Debates
Do luto à luta
Da Redação | 11 de outubro de 2019 - 02:38
Por Roberto Livianu
São já 5 anos e meio de Lava Jato, 6 da lei da colaboração
premiada, 7 do processo criminal do mensalão e lá se vão mais de 31 de
Constituição Cidadã. Mesmo assim, 73% dos brasileiros continuam temendo
retaliação se denunciarem a corrupção. Este é sinal claro de que há um campo
com areia movediça em torno dos números da corrupção no Brasil (que nos impede
de quantificá-la com exatidão) em face da óbvia grandeza dos índices de
subnotificação (casos não denunciados, a chamada “cifra negra” criminológica).
Para 54% dos brasileiros, a corrupção, de um modo geral,
aumentou (em relação a 2018). E para 63% deles, todos ou a maioria dos
integrantes do Congresso Nacional estão envolvidos com a corrupção. Para 57%
dos ouvidos, a Presidência da República também está envolvida, mesmo tendo sido
o Presidente eleito com discurso enfático à luta anticorrupção. Para igualmente
57% dos ouvidos, o Governo Federal não realiza bom trabalho no combate à
corrupção.
É chocante este outro número, mas a verdade é que 40% dos
ouvidos no Brasil já foram abordados com ofertas para a compra de seus votos.
Pior que este percentual na região, somente o México (50%) e a República
Dominicana (46%).
Mesmo neste contexto, o Congresso aprovou uma nova lei de
partidos políticos que permite que se utilizem recursos do fundo partidário sem
limites com despesas de advogados e contadores, mesmo se sabendo que a
precificação de serviços de advogados é complexa e que isto institui brecha
para o caixa 2 eleitoral, legitimando-se artificialmente gastos indevidos, como
a compra de votos. Autorizou ainda a nova lei a compra de helicópteros ou
veículos de luxo.
Os números estão dolorosamente apontados no relatório da 10ª
edição do Barômetro Global da Corrupção, realizado pela Transparência
Internacional, ouvindo 17.000 pessoas em 18 países (1.000 delas no Brasil),
divulgado nos últimos dias, ressalvando que a análise observa aspectos
relacionados à percepção subjetiva da corrupção e deixa de analisar a
quantidade e qualidade da vitalidade no enfrentamento deste fenômeno pelas
instituições, vale destacar que se há mais visibilidade em relação à corrupção
e em boa parte isto deve ser creditado a seu desmascaramento e corajoso
combate.
Por outro lado, a pesquisa aponta que apenas 11% dos
brasileiros teriam pago propina. Com números melhores, apenas Barbados (9%) e
Costa Rica (7%). Mas a verdade é que nosso problema não é a corrupção miúda do
varejo, e sim, a grande fraude, a corrupção eleitoral, a corrupção nos partidos
políticos, nas licitações para contratações públicas.

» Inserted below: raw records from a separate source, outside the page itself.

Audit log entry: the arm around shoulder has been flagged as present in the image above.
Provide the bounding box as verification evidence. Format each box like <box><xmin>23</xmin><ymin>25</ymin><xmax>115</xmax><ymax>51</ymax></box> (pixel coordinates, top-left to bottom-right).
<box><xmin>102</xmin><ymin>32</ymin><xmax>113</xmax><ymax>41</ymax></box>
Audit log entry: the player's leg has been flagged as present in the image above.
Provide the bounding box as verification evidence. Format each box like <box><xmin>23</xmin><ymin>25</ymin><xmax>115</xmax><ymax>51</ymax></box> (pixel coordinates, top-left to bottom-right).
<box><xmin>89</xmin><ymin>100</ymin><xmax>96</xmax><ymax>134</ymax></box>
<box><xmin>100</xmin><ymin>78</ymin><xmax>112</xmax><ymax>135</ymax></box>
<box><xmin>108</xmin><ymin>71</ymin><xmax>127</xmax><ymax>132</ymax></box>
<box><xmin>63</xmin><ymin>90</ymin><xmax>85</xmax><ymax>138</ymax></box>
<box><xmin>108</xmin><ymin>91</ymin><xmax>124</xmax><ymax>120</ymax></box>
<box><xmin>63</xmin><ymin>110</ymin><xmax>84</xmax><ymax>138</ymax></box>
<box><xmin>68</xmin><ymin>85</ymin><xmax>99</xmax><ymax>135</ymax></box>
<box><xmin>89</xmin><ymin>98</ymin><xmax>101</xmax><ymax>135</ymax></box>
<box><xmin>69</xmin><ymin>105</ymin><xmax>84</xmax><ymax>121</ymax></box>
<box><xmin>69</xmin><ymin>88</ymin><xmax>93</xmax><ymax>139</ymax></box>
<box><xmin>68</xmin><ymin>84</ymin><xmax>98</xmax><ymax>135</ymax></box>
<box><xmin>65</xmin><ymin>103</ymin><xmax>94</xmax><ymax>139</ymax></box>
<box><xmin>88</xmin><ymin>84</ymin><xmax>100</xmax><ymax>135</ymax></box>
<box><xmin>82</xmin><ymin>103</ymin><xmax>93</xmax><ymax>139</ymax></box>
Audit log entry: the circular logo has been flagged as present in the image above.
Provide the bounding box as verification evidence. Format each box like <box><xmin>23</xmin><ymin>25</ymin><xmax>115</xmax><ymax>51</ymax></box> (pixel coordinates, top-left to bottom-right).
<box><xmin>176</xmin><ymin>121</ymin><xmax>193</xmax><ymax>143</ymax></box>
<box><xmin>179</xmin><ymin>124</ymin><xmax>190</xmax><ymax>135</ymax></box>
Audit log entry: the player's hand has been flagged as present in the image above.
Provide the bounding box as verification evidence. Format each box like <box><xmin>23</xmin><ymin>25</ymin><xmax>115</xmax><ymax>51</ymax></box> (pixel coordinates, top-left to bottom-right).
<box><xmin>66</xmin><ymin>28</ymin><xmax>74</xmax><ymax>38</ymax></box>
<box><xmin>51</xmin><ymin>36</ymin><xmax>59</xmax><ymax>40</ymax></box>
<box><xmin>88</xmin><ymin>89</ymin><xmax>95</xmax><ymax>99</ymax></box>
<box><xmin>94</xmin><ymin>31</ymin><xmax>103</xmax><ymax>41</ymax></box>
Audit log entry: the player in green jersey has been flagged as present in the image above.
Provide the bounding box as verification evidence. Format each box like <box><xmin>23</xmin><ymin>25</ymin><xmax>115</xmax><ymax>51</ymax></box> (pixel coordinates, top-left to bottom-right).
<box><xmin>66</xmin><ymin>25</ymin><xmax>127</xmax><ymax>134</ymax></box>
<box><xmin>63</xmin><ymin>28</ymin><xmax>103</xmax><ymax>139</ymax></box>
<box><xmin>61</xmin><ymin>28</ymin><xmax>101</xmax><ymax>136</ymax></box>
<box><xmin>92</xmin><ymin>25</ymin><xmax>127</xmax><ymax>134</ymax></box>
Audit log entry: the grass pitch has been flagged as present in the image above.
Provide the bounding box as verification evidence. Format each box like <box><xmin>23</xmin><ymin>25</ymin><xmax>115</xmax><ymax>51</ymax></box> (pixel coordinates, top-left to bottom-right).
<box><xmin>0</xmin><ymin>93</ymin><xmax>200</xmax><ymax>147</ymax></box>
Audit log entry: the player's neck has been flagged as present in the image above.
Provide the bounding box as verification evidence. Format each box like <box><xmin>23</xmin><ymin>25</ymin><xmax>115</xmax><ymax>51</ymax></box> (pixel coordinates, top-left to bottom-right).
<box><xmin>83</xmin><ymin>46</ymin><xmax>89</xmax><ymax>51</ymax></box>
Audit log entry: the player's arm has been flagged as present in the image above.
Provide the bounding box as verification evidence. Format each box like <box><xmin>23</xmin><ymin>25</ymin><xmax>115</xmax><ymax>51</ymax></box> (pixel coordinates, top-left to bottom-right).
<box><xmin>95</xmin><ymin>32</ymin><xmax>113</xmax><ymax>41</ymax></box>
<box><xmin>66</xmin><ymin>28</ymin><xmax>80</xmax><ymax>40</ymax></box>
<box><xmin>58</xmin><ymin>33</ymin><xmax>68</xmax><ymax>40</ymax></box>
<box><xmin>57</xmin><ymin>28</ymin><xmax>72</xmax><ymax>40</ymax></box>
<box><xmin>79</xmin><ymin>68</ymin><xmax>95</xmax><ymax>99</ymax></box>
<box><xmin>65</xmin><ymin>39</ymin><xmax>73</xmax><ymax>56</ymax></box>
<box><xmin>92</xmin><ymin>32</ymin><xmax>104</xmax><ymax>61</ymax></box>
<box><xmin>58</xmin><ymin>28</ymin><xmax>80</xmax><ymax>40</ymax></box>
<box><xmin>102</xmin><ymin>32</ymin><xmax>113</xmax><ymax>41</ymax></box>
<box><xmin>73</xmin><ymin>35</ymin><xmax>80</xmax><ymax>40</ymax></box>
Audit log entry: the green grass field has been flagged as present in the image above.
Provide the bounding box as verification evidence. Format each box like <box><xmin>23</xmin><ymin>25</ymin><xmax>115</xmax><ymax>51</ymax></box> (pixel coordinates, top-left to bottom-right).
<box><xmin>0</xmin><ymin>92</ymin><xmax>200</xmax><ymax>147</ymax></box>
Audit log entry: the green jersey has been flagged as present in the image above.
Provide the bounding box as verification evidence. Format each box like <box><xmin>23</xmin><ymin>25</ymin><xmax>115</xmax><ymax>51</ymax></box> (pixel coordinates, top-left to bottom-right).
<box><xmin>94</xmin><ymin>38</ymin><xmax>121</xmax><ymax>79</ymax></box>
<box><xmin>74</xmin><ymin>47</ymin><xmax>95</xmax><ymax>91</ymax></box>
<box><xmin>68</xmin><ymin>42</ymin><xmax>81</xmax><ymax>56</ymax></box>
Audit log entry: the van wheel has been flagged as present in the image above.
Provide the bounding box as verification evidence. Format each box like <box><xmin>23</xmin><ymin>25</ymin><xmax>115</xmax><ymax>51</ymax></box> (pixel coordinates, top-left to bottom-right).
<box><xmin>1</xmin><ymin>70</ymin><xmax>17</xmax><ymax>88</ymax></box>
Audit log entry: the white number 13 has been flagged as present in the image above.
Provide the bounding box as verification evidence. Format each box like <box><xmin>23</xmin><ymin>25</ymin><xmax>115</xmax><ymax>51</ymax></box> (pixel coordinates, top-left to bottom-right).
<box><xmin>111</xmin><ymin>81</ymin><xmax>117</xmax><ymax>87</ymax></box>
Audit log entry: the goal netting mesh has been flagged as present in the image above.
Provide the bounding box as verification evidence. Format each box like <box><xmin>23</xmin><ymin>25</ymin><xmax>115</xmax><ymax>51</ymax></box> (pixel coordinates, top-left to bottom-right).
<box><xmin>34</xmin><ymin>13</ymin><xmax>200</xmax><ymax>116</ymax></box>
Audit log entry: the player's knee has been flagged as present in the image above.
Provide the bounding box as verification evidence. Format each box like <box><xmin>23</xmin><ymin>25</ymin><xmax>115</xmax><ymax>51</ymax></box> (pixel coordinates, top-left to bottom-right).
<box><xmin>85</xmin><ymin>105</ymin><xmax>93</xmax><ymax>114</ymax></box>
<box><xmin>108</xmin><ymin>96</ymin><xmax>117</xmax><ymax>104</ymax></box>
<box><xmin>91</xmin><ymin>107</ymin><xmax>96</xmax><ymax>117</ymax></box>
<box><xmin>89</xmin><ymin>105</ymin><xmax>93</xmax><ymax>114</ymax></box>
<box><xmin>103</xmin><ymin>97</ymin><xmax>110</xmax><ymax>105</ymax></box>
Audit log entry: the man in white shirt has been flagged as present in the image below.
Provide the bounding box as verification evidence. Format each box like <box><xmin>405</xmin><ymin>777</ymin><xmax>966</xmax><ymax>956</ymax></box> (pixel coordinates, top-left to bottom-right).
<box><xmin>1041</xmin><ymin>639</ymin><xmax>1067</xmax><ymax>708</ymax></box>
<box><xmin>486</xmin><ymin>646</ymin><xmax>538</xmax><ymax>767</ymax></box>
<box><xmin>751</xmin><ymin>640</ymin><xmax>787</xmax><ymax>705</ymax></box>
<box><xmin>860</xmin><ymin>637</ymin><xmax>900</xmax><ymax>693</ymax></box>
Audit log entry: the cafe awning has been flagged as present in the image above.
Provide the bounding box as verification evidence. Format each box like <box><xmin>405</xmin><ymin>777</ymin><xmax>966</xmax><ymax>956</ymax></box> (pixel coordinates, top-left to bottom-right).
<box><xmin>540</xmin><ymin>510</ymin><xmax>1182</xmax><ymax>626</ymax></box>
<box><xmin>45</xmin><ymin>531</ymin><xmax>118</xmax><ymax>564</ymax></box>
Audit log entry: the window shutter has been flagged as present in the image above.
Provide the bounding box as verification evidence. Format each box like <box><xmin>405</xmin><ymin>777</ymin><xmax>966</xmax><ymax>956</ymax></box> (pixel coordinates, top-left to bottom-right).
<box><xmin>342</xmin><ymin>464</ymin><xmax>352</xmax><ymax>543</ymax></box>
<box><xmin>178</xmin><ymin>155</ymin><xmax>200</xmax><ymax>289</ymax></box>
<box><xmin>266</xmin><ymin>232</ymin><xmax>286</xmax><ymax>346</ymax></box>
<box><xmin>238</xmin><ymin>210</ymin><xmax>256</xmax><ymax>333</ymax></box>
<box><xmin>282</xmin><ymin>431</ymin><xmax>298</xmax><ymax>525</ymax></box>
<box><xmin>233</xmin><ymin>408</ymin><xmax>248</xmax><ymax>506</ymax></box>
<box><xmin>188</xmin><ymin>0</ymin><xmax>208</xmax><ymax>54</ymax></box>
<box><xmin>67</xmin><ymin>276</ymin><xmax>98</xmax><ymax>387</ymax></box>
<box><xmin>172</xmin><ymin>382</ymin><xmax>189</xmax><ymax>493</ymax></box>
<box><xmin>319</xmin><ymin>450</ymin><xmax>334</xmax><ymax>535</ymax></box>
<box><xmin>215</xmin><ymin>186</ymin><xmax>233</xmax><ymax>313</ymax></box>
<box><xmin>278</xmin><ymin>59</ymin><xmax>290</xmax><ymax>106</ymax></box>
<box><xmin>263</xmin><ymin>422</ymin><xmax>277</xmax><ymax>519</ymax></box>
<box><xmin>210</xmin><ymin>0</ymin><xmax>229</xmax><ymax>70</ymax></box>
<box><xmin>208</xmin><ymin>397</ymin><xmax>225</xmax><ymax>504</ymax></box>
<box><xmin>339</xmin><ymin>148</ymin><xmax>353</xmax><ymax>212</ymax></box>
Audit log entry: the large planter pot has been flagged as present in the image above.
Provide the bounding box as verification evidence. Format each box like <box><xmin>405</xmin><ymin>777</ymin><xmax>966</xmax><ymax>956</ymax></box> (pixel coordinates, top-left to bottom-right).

Estes números não consideraram a aprovação da Lei Renan
Calheiros de abuso de autoridade, a obstacularização do trabalho do Coaf (hoje
UIF) para informar o MP sobre transações financeiras suspeitas e da Receita
Federal, pretendendo-se cercear sua autonomia e muito menos a nova lei dos
partidos, que, como já se enfatizou, abre brechas para o caixa dois eleitoral e
para a lavagem de dinheiro.
Mesmo assim, misteriosamente, para 82% dos brasileiros, o
cidadão comum daqui pode fazer a diferença. Nosso otimismo ainda se sobrepõe
surpreendentemente às agruras terríveis do sentimento de impunidade da
corrupção, que ainda imperam, já que Mensalão e Lava Jato tocaram apenas a ponta
do iceberg. E hoje, 90% dos brasileiros percebe a corrupção como um grande
problema nacional (acima da média da América Latina – 85%).
Para vencer, não bastam investigações, processos e penas. Falta reforma político-partidária, novas medidas contra a corrupção, fim do foro privilegiado, mais transparência, escolhas conscientes nas eleições e muito mais. Mas, ter consciência sobre a gravidade do problema e estar otimista em relação a seu enfrentamento lastreiam e permitem um primeiro passo. Avancemos!
Roberto Livianu é promotor de Justiça São Paulo, doutor
em direito pela USP, presidente do Instituto Não Aceito Corrupção (INAC) e
diretor do Ministério Público Democrático (MPD).